Amaro lia até tarde, um pouco perturbado por aqueles períodos sonoros, húmidos de desejo; e no silêncio, por vezes, sentia em cima ranger o leito de Amélia; o livro escorregava-lhe das mãos, encostava a cabeça às costas da poltrona, cerrava os olhos, e parecia-lhe vê-la em colete diante do toucador desfazendo as tranças; ou, curvada, desapertando as ligas, e o decote da sua camisa entreaberta descobria os dois seios muito brancos.
Erguia-se, cerrando os dentes, com uma decisão brutal de a possuir.
Começara então a recomendar-lhe a leitura dos Cânticos a Jesus.
- Verá, é muito bonito, de muita devoção! disse ele, deixando-lhe o livrinho uma noite no cesto da costura.
Ao outro dia, ao almoço, Amélia estava pálida, com as olheiras até o meio da face. Queixou-se de insônia, de palpitações.
- E então, gostou dos Cânticos?
- Muito. Orações lindas! respondeu.
Durante todo esse dia não ergueu os olhos para Amaro. Parecia triste - e sem razão, às vezes, o rosto abrasava-se-lhe de sangue.
* * *
Os piores momentos para Amaro eram as segundas e quartas-feiras, quando João Eduardo vinha passar as noites em família. Até às nove horas o pároco não saía do quarto; e quando subia para o chá desesperava-se de ver o escrevente embrulhado no seu xale-manta, sentado junto de Amélia.
- Ai o que estes dois têm para aí palrado, senhor pároco! dizia a S. Joaneira.
Amaro tinha um sorriso lívido, partindo devagar a sua torrada, com os olhos fitos na chávena.

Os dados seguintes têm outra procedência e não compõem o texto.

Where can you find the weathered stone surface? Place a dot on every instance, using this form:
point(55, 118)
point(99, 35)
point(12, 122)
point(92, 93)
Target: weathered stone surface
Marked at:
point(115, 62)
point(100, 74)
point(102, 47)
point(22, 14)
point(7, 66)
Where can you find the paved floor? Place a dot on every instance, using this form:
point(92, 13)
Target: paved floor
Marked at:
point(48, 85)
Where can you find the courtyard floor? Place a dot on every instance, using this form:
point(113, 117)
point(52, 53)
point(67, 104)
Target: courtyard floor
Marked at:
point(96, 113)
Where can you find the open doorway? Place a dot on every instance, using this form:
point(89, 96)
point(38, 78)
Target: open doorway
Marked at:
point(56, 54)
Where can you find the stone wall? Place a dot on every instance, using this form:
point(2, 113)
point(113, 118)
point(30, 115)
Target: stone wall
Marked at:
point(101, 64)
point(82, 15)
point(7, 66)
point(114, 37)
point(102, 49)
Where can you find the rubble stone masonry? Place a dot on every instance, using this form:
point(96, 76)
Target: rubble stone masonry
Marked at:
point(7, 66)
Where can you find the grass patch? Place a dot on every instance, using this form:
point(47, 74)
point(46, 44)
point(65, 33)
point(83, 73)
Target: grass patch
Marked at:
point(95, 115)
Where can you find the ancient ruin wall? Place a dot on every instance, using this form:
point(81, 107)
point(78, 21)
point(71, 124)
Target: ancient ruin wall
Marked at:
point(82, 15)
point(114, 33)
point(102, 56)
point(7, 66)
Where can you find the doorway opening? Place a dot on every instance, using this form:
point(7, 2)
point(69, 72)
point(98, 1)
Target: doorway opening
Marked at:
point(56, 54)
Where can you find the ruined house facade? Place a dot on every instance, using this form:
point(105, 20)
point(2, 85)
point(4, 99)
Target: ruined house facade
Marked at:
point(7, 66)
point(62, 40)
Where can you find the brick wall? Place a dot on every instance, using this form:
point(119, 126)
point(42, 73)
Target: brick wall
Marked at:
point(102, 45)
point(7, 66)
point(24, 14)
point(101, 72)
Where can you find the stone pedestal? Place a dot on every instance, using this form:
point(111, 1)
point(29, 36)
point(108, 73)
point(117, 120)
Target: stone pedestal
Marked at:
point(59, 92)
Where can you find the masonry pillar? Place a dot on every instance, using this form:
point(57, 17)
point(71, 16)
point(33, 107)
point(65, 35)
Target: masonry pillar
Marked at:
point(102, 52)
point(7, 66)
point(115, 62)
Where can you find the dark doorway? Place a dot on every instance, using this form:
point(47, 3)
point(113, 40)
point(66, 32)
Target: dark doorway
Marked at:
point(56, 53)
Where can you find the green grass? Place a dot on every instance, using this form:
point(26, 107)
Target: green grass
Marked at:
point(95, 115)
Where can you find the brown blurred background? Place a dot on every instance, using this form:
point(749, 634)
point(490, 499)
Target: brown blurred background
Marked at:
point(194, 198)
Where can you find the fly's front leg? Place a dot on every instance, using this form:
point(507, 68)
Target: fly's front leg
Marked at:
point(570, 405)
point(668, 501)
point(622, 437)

Amélia na presença de João Eduardo, agora, não tinha com o pároco a mesma familiaridade alegre, mal levantava os olhos da costura; o escrevente, calado, chupava o cigarro; e havia grandes silêncios em que se sentia o vento uivar, encanado na rua.
- Olha quem andar agora nas águas no mar! dizia a S. Joaneira, fazendo devagar a sua meia.